Sempat Digadang-gadang, Hukuman Mati Tak Sentuh Maling Dana Bansos

Hukuman Mati Juliari Maling Dana Bansos

Tuntut Uang Pengganti, Cabut Hak Dipilih

Jaksa KPK, menuntut Juliari untuk membayar uang pengganti. Jumlahnya, Rp14,5 miliar.

Jaksa juga menuntut pencabutan hak dipilih Juliari, selama 4 tahun, terhitung sejak yang bersangkutan selesai menjalani masa pidana.

“Menetapkan terdakwa, agar membayar uang pengganti kepada negara, sebesar Rp14.597.450.000.”

“Jika tak membayar setelah 1 bulan putusan inkrah, maka harta bendanya dilelang dan disita.”

“Jika tidak mencukupi, maka pidana penjara selama 2 tahun,” kata Ikhsan.

“Menjatuhkan pidana tambahan ke Terdakwa, berupa pencabutan hak untuk dipilih dalam jabatan publik.”

“Selama 4 tahun, setelah Terdakwa selesai menjalani pidana pokok,” jelas Ikhsan.

Juliari Tak Mengaku Terima Suap

Jaksa menuntut 11 tahun penjara dan denda Rp500 juta, subsider 6 bulan kurungan, karena Juliari, berbelit-belit saat memberikan keterangan sidang.

Jaksa juga menyadari, kesalahan besar Juliari adalah menerima suap di tengah darurat Covid-19 di Indonesia.

“Hal yang memberatkan perbuatan terdakwa selaku Mensos, tidak mendukung program pemerintah.”

“Dalam mewujudkan pemerintahan bersih dari korupsi, kolusi, dan nepotisme.”

“Terdakwa berbelit-belit, terdakwa tidak mengakui perbuatannya.
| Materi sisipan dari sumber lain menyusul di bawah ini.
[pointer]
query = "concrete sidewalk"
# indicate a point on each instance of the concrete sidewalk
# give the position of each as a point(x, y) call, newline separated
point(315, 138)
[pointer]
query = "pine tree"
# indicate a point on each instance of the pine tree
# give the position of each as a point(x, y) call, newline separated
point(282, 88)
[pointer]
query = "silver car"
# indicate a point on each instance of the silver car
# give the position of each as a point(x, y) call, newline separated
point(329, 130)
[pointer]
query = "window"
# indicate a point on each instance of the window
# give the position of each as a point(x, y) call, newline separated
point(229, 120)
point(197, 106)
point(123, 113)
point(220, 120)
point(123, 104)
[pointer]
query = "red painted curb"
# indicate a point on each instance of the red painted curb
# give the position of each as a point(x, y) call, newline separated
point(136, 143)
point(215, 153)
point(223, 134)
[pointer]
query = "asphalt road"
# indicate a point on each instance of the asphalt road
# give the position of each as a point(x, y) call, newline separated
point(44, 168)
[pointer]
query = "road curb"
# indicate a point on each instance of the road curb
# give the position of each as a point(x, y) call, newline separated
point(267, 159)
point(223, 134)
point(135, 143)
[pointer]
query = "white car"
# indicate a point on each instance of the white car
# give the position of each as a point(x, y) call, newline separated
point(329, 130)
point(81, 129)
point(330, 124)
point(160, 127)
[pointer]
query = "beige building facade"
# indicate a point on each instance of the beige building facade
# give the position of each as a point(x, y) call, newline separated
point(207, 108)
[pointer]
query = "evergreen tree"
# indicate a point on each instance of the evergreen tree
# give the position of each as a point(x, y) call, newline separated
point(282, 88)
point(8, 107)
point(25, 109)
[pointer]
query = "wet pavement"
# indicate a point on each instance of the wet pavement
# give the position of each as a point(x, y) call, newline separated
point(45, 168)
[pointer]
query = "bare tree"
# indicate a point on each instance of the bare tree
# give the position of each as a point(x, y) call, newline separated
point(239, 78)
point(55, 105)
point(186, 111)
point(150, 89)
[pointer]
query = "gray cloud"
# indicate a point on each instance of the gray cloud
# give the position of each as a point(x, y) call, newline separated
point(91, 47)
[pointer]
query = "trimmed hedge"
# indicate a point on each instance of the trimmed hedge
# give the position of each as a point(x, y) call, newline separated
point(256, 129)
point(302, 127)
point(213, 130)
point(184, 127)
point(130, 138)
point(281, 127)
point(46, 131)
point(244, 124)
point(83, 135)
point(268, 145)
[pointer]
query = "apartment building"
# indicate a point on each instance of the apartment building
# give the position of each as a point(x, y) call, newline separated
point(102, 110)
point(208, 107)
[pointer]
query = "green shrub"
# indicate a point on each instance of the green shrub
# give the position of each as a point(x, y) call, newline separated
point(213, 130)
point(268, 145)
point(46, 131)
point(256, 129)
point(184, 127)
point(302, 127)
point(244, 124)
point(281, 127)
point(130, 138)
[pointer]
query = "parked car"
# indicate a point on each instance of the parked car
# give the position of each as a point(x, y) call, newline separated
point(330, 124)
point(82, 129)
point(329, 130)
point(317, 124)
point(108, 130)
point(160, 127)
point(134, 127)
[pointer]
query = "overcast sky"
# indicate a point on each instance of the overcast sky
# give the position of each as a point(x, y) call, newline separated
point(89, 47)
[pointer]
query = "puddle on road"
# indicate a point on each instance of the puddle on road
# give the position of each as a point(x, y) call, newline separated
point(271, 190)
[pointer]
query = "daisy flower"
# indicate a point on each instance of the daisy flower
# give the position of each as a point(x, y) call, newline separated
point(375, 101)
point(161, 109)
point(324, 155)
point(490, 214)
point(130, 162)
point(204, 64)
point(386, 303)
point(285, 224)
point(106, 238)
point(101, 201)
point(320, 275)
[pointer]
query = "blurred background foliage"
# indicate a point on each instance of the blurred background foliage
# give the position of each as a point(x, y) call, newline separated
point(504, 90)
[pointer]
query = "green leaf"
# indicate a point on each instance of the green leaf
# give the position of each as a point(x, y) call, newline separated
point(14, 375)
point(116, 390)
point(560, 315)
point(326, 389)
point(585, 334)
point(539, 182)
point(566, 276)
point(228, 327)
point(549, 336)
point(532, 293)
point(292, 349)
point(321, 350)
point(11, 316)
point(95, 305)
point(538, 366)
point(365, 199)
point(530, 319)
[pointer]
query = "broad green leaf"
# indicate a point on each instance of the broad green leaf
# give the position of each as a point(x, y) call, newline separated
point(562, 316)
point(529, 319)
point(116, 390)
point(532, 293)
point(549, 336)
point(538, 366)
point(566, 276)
Perbuatan, dilakukan saat darurat Covid-19,” tutur Ikhsan.

Namun, mengapa hanya 11 tahun penjara? Ke mana larinya ancaman hukuman mati?

Hal yang meringankan jaksa hanya satu, adalah karena Juliari, belum pernah dihukum.

Juliari Tetap Bakal Bela Diri

Usai sidang di Gedung KPK, Jakarta Selatan, Juliari, mengaku tetap akan membela diri dari tuntutan 11 tahun penjara.

“Ya, nanti kami akan melakukan pembelaan,” ujarnya singkat, Rabu (28/7).

Sementara sang pengacara, Maqdir Ismail, menilai tuntutan untuk kliennya terlalu berat.

Ia juga mengeklaim, ada saksi yang disebut dalam tuntutan memberikan uang.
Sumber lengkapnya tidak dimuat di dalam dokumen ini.